> One thing that's worked well for Stripe is bringing on people who didn’t have an immediately obvious role in the organization. If you can think of one thing this person can do, then there’s probably ten more you're not thinking of that he/she can do two months from now. Focusing on hiring to fill a role could make you more likely to sacrifice quality just to get someone with the right skill set.
Essentially DDR state hiring policies that ensured "work" for everyone. Was this part of the reason for the many tech layoffs the last few years?
The above attitude is an optimal one if you have a ton of cheap capital - AKA low interest rates.

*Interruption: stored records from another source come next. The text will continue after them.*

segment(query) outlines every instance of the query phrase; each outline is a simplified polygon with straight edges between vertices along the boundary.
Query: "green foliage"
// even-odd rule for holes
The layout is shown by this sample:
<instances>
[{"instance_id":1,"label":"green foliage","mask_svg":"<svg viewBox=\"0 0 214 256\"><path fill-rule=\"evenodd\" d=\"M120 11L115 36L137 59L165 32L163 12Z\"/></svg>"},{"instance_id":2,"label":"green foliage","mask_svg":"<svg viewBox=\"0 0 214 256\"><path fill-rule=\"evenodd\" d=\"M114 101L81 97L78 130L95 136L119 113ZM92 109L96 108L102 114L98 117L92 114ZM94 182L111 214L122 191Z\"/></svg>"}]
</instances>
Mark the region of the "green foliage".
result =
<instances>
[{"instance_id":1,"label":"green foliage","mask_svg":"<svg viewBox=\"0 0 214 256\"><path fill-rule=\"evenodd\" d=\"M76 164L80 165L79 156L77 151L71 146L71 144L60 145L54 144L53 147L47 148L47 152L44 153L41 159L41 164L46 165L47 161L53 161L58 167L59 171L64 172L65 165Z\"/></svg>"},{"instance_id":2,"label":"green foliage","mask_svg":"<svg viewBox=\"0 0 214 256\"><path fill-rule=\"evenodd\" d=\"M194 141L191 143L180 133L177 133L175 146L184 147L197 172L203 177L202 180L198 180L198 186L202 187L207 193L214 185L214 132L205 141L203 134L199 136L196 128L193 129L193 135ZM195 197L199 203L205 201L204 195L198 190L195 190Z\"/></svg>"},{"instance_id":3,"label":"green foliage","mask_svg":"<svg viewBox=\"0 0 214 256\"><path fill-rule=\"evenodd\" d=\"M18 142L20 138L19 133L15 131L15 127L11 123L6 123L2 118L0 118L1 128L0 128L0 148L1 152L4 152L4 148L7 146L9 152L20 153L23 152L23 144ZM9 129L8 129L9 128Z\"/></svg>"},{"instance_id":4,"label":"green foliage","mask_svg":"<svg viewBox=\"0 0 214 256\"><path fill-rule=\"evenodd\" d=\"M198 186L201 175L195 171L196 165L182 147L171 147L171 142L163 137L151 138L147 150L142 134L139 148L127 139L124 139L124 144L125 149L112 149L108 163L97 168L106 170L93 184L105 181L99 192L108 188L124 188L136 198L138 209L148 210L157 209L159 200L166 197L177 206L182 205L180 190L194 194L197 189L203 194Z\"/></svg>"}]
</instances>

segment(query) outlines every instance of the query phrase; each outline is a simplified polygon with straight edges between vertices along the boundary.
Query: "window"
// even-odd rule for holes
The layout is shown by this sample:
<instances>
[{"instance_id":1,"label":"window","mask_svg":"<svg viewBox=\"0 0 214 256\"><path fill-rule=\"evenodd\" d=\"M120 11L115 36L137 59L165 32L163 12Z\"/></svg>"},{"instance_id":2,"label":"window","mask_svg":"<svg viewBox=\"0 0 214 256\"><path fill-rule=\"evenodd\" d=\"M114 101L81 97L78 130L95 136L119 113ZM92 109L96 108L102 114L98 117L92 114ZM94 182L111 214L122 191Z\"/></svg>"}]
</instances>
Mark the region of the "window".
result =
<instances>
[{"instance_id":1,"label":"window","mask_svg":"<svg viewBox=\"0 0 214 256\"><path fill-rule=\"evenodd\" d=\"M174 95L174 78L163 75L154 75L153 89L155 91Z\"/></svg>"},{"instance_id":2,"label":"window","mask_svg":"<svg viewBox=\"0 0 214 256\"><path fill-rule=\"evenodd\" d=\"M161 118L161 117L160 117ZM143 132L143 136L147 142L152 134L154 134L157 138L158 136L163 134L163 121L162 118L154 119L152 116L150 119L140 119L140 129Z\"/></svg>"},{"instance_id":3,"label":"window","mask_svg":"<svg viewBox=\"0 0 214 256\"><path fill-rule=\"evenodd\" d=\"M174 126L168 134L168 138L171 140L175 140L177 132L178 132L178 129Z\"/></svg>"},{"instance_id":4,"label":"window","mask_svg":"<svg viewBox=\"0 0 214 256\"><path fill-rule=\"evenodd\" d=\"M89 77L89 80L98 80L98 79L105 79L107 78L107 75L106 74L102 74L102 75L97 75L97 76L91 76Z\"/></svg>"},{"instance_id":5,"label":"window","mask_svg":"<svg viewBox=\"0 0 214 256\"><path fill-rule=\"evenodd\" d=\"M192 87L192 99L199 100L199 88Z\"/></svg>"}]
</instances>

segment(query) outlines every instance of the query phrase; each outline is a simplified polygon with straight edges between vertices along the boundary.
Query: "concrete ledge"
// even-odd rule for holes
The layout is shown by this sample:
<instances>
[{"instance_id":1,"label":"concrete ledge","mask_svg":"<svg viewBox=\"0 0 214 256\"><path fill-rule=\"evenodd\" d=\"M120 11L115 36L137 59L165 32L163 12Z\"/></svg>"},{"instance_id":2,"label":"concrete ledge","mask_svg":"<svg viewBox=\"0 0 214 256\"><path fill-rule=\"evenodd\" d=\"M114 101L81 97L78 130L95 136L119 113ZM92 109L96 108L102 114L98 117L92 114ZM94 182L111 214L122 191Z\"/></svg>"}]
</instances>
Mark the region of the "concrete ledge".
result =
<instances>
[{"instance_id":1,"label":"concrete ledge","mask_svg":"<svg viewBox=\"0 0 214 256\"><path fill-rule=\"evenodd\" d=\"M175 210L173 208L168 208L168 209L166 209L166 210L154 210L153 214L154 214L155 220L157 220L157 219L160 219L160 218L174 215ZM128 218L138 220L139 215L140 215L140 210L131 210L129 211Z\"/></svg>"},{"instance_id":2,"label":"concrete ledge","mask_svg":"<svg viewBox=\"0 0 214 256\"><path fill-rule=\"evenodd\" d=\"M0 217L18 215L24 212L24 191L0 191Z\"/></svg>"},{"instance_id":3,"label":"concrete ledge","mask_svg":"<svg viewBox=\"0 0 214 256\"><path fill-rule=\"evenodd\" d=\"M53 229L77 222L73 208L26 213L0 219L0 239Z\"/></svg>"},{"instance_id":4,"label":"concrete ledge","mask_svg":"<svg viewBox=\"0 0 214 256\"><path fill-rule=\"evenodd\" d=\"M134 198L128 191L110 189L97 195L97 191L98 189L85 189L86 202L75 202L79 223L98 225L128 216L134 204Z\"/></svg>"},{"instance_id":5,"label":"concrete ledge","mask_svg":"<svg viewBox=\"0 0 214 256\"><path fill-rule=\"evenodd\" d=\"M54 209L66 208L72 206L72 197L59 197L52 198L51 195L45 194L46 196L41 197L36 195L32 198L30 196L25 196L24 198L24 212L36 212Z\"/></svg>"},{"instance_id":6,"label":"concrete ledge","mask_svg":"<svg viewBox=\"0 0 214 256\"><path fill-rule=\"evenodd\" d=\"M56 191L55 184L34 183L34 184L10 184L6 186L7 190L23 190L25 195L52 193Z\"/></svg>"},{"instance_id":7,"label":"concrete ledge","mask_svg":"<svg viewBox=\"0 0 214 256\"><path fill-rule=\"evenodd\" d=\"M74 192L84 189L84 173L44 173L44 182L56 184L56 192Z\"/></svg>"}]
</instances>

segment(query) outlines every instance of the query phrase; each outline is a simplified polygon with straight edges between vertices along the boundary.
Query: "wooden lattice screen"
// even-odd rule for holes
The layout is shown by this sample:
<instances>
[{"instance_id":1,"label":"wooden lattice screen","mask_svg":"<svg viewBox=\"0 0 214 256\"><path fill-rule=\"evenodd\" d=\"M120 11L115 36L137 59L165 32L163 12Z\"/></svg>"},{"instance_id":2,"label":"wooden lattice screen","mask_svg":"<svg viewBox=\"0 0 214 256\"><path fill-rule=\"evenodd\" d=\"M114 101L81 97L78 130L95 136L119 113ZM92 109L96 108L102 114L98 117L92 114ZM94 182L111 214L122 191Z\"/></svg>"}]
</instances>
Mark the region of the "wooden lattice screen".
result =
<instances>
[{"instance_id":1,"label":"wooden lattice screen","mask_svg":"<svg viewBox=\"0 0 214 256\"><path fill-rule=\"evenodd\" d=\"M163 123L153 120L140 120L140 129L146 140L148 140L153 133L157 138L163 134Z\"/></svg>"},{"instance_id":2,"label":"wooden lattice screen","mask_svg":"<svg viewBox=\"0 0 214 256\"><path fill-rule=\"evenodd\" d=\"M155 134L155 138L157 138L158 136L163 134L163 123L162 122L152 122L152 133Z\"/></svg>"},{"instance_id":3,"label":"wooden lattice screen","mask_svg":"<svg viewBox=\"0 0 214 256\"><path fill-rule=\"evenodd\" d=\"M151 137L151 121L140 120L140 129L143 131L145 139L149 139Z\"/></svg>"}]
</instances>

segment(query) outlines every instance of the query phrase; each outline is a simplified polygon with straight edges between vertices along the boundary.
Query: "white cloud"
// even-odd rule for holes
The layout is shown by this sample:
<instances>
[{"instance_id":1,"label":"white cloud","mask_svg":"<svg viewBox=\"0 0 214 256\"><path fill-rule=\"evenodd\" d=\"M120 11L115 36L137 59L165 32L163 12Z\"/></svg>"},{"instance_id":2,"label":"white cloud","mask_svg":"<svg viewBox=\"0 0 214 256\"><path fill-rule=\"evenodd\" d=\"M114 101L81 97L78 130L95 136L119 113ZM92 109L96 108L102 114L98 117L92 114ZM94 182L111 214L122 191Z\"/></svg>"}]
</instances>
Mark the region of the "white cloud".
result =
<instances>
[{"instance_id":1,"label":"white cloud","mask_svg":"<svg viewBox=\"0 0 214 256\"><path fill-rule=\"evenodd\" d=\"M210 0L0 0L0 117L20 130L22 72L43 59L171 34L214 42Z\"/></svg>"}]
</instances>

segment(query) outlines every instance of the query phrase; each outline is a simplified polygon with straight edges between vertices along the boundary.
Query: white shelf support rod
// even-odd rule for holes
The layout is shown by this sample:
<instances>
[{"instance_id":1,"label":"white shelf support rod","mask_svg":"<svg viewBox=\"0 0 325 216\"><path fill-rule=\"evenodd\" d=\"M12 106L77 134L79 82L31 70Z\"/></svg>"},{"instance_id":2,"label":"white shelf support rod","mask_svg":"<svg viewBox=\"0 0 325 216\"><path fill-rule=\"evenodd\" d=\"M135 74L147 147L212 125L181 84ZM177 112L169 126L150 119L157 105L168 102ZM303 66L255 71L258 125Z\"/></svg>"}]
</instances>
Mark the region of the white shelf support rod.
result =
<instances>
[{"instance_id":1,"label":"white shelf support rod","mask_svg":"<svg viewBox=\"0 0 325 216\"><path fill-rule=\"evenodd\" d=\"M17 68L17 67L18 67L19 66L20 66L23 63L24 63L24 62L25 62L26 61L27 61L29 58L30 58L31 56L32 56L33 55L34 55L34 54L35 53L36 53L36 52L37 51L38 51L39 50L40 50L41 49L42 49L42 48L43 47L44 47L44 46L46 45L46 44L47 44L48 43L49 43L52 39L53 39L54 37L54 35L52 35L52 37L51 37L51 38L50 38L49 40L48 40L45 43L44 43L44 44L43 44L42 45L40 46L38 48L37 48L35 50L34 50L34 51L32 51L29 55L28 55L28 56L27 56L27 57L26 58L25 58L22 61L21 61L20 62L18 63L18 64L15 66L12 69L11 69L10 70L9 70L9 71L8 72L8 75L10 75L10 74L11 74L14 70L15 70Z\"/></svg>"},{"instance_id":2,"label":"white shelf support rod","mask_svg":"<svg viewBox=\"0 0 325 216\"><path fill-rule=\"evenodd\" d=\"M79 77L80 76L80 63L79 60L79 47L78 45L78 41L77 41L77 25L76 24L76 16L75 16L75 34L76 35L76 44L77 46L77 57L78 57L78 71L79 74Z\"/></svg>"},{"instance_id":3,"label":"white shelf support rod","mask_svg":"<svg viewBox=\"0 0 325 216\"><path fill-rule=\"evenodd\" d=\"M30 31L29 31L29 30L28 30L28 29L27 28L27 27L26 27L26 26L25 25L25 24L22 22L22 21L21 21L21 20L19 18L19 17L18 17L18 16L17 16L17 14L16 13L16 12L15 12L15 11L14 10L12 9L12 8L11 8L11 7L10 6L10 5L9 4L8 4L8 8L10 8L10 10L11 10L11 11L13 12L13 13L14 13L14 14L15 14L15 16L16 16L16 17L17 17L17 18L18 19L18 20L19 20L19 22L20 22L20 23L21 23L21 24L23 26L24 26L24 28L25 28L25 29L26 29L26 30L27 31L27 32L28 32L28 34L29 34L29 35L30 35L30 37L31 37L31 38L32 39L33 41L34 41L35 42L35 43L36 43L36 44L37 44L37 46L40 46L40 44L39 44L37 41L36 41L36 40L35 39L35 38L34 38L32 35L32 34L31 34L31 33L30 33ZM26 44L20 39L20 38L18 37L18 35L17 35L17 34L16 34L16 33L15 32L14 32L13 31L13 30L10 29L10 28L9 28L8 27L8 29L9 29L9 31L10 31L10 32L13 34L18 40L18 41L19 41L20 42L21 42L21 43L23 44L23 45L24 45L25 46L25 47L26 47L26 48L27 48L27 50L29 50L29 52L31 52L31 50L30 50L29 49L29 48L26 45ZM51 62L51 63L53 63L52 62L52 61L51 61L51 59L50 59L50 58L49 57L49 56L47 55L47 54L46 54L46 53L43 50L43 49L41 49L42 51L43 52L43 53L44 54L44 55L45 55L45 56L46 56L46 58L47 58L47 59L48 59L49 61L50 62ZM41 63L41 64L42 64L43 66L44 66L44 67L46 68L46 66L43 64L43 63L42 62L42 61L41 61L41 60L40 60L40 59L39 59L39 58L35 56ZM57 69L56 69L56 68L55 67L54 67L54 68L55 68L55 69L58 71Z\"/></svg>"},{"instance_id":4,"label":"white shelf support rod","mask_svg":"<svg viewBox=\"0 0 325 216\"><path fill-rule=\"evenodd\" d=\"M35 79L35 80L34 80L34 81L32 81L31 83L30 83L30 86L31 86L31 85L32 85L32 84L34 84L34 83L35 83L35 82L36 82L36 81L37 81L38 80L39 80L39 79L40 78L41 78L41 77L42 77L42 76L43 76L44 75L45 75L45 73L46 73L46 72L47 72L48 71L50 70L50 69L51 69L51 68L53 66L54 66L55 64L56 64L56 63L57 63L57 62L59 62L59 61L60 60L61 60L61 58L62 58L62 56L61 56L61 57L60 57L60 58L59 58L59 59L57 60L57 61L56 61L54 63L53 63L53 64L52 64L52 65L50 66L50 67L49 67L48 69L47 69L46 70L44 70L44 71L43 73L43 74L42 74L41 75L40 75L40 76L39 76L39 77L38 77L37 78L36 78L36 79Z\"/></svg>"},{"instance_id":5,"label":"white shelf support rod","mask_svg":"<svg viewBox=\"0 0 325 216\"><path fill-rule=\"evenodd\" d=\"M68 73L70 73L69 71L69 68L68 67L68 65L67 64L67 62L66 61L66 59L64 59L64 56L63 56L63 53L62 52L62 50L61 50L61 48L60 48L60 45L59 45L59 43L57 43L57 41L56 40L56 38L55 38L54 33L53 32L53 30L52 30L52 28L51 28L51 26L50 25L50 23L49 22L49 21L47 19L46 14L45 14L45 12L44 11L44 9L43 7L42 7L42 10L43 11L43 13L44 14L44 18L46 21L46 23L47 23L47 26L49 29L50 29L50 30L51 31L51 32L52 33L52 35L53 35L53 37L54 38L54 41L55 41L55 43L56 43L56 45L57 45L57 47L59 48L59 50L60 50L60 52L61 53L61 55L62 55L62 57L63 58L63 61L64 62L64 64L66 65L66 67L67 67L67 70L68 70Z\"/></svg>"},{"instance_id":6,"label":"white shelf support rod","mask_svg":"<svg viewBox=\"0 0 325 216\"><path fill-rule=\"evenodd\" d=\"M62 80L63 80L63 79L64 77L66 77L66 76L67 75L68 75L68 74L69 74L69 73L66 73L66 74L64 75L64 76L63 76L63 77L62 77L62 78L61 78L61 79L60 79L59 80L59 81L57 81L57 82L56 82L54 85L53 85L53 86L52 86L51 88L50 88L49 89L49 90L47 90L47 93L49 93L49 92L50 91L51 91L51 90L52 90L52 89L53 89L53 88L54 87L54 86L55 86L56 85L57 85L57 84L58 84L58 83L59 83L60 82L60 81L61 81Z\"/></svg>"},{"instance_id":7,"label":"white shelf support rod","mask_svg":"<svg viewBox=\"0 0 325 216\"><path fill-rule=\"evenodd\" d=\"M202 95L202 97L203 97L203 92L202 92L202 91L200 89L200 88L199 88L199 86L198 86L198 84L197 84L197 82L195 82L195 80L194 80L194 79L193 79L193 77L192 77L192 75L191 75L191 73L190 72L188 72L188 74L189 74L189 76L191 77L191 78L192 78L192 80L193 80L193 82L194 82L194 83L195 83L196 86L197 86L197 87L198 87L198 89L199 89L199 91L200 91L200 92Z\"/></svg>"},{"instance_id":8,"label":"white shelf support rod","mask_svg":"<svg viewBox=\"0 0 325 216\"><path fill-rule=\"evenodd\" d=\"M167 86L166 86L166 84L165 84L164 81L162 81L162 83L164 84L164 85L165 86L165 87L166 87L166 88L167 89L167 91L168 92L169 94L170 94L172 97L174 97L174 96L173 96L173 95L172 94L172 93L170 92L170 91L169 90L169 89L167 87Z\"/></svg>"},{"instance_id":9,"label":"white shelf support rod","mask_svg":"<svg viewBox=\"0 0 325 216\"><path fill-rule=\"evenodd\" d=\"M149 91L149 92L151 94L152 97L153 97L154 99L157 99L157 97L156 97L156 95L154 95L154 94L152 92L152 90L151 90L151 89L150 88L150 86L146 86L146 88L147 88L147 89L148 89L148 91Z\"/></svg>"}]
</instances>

Once investors start demanding a high return on capital, or it's hard to even get your hands on capital, then the optimal approach is to only hire people you could already have utilized at 100% yesterday.
Another factor affecting the optimal hiring level is how easy it is to fire someone. If it's really hard, you have to price in the fact that you'll eventually be stuck with a good employee with nothing to do - or a dud who isn't cutting the mustard - for a number of months, while you bleed cash to pay this person.
If it's completely effortless to fire someone, then there's little harm and future planning involved in hiring someone if you need them and have the money right now and the hiring friction drops to zero.
The optimal outcome for society as opposed to the companies is going to be some mix of the above factors, but probably skewing towards low-ish interest rates and easy-ish firing.
best engineering team sounds so general as to mean nothing. like were they really good backend rails and or java devs who had a lot of experience implementing backend credit card APIs?
Just in general I have yet to see what is so technically impressive about Stripe. Seems like their success is because of very good technical writing and self-perpetuating hype about their own technical competence (?).
> Do unconventional things like offering to meet candidates on weekends.
> Each candidate must pass the “Sunday test.” If this person were alone in the office on a Sunday, would that make you more likely to come in and want to work with them?
YIKES If your business is built on people working on the weekends, you’re not prioritizing being productive during the week!
Overall, this sounds like a paid-for flattery piece that is trying to resonate with the try-hard “hustler” crowd.
This, and other “advice” in the article, is all terrible. When it starts to approach being not crazily, it is completely ambiguous. The specific recommendations are all counter-productive. I would venture a guess that stripe’s success did not come from these things.
I've done this before. It's been situations where there's a tricky problem and it's critical to the business
A colleague was working on some critical control code that involves math I didn't understand.
He was committed to figuring it out. I suspect his motivations included 'why isn't this working?', 'I want to deliver this critical piece of the product', and 'I'll be thinking about it all weekend anyway'.
I came into the office to use the gym and found him working there; we got to talking about the problem. Long story short, my workout was about 90 minutes longer than normal, and he delivered the feature on monday.
I totally agree that the company culture shouldn't have this vibe check. However, I do acknowledge that sometimes we, as part of our human code, just CANT rest until we figure it out. IMO a nice middle ground would be getting paid a little extra to solve it on sunday :)
Essentially DDR state hiring policies that ensured "work" for everyone. Was this part of the reason for the many tech layoffs the last few years?